Echmiadzin est le centre religieux majeur de l’Arménie. Sa cathédrale a été construite en 303. La légende rapporte que Grégoire l’Illuminateur, le premier patriarche, aurait fait un rêve dans lequel le Christ lui aurait montré l’emplacement de la future cathédrale. Le nom d’Echmiadzin est traduit par « descente du seul engendré ».

La façade de la cathédrale d'Echmiadzin.

La façade de la cathédrale d’Echmiadzin.

Vue intérieure de la catéhdrale d'Echmiadzin.

Vue intérieure de la catéhdrale d’Echmiadzin.

Mtskheta, centre religieux de la Géorgie

Après l’Arménie, en 319 de notre ère, ce sont le roi Miriam et saint Nino qui proclamèrent le christianisme comme religion d’État de la Géorgie. Le baptême de la Géorgie a eu lieu en 324 sur le fleuve Koura.

Mtskheta, centre religieux du pays, est une ville ancienne, construite en 1000 avant notre ère. Elle fut d’abord la capitale de la principauté de Kartli bien avant l’adoption du christianisme.
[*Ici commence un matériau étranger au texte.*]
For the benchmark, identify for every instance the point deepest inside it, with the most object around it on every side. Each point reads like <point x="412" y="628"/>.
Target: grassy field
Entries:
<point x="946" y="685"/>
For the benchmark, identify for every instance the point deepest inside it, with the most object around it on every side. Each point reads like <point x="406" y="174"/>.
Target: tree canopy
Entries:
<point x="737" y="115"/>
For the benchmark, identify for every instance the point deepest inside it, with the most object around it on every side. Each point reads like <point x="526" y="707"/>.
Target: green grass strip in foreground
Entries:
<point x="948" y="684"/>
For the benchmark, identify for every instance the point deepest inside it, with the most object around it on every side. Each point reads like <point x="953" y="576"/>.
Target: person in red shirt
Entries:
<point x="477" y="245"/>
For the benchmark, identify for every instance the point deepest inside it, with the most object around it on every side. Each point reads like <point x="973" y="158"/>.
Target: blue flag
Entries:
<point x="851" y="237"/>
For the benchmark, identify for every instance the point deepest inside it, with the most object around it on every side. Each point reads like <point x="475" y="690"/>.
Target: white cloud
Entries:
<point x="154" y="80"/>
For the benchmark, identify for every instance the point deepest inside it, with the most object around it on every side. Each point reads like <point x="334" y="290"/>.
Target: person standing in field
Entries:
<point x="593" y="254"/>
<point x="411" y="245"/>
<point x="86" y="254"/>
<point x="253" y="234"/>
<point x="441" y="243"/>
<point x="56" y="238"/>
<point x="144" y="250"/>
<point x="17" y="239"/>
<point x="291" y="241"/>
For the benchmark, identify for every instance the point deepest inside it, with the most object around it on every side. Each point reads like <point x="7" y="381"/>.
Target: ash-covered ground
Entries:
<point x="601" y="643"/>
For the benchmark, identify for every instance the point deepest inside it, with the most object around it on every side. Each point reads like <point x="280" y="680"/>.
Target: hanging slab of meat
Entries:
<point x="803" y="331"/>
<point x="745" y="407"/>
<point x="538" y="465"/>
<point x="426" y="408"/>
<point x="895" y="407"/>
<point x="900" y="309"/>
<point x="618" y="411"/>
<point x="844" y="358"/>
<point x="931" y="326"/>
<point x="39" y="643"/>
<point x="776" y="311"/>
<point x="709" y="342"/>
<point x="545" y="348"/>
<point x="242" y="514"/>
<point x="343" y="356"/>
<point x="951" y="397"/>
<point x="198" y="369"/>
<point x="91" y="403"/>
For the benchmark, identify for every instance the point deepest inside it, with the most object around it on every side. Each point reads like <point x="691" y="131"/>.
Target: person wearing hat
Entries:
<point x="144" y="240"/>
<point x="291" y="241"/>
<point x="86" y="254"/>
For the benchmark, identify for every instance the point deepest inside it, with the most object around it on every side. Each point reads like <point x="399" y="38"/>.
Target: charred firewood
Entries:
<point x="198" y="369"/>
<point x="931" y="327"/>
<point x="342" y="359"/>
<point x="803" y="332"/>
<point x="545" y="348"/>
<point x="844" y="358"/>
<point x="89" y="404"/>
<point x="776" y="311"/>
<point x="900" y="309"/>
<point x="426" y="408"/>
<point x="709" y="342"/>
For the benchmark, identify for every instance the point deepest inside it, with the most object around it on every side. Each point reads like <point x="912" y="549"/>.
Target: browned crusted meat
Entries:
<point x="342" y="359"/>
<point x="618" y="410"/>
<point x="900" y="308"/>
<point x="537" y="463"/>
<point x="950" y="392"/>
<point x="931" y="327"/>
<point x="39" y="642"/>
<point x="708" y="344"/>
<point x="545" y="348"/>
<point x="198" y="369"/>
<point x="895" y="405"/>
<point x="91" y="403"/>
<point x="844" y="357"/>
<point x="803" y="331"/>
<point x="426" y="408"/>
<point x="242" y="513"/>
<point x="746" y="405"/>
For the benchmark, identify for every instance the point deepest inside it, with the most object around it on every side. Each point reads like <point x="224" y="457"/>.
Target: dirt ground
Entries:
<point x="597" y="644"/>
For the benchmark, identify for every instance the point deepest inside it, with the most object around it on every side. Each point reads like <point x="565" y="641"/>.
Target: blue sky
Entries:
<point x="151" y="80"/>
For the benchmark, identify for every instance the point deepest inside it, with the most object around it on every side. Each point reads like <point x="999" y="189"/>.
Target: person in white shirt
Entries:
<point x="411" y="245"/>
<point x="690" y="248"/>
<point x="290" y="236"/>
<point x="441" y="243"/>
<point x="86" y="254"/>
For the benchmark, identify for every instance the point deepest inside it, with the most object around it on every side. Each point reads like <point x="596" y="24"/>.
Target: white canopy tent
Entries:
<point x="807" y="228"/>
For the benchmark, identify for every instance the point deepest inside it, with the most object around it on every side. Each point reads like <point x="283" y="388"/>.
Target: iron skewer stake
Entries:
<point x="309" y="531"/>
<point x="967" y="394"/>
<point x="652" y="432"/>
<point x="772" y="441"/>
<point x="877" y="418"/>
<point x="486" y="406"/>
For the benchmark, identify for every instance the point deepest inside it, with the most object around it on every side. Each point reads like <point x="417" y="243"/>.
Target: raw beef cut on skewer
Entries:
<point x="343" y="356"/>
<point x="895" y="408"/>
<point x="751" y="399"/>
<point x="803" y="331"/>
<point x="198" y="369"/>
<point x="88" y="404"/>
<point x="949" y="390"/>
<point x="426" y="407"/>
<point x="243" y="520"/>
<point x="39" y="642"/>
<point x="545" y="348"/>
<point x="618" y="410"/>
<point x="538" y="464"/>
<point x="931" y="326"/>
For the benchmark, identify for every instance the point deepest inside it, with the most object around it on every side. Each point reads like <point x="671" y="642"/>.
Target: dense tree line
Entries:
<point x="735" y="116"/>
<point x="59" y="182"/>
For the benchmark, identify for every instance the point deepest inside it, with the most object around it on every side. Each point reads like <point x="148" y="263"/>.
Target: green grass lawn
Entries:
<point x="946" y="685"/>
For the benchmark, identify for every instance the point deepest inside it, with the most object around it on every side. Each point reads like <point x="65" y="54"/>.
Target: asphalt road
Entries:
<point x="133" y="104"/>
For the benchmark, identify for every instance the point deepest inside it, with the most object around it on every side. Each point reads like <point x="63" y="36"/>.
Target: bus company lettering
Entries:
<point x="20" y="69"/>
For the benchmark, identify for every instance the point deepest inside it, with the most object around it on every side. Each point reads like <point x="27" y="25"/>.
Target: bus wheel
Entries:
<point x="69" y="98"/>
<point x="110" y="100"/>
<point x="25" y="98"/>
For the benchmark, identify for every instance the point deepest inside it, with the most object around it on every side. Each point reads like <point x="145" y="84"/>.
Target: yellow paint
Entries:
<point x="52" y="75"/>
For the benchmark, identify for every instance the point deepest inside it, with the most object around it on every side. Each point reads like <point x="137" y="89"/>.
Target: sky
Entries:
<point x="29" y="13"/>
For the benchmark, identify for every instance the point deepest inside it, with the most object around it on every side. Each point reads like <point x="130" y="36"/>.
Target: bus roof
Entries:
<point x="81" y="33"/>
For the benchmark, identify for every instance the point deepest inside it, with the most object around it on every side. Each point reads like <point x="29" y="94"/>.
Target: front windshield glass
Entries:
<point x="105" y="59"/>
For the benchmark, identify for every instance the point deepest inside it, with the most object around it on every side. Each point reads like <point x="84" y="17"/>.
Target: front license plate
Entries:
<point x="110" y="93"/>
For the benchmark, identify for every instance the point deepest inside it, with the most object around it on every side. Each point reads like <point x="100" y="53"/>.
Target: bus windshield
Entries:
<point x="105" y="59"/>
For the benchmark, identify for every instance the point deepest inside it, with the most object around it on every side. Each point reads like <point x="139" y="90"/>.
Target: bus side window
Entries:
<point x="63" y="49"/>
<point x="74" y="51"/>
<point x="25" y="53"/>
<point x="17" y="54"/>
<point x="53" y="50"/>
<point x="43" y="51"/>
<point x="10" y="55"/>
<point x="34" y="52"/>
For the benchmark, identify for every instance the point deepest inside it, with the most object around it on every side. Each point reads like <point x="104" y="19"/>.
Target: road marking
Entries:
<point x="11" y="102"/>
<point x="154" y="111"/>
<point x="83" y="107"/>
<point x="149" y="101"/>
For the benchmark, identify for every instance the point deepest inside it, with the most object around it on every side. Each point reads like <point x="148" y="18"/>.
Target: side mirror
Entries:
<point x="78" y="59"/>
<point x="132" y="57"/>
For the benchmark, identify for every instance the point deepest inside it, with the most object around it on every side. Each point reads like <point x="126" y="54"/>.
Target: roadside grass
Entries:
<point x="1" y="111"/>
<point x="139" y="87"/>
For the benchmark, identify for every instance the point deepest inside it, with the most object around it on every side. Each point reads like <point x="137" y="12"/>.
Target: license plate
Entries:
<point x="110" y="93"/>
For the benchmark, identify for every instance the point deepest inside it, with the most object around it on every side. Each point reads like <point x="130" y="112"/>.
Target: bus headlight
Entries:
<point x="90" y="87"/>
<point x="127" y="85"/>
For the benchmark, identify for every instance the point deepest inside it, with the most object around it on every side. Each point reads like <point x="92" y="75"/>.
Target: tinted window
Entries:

Plus tard, Kartli est devenu une partie de la Géorgie.

La cathédrale principale, Svétitskhovéli, symbolise le christianisme en Géorgie. L’église moderne a été construite au XIème siècle sur le site de l’ancien temple. Selon la légende, au IVème siècle, le vêtement de Jésus-Christ aurait été apporté à Mtskheta et enterré. C’est là que le cèdre a poussé. Plus tard, l’arbre a été abattu pour construire un temple tandis que les racines de l’arbre ont été laissés sous le temple. Aujourd’hui, le Pilier de la Vie est enterré profondément sous le temple et entouré de cabines. La découverte ville de Mtskheta, dont les monuments historiques sont inscrits au Patrimoine mondial de l’Unesco, est fréquemment inclue lors d’un voyage en Arménie et en Géorgie.

Mtskheta, ville au Patrimoine mondial de l'Unesco.

Mtskheta, ville au Patrimoine mondial de l’Unesco.

Une rue de Mtskheta.

Une rue de Mtskheta.

Vue en surplomb de Mtskheta et de la vallée.

Vue en surplomb de Mtskheta et de la vallée.

Dilidjan, la station balnéaire d’un pays sans mer !

Dilidjan est une ville pittoresque luxuriante entourée par des forêts épaisses. Elle est située dans le Parc national de Dilidjan, plus grand parc d’Arménie et la destination populaire parmi les amateurs de randonnée pédestre.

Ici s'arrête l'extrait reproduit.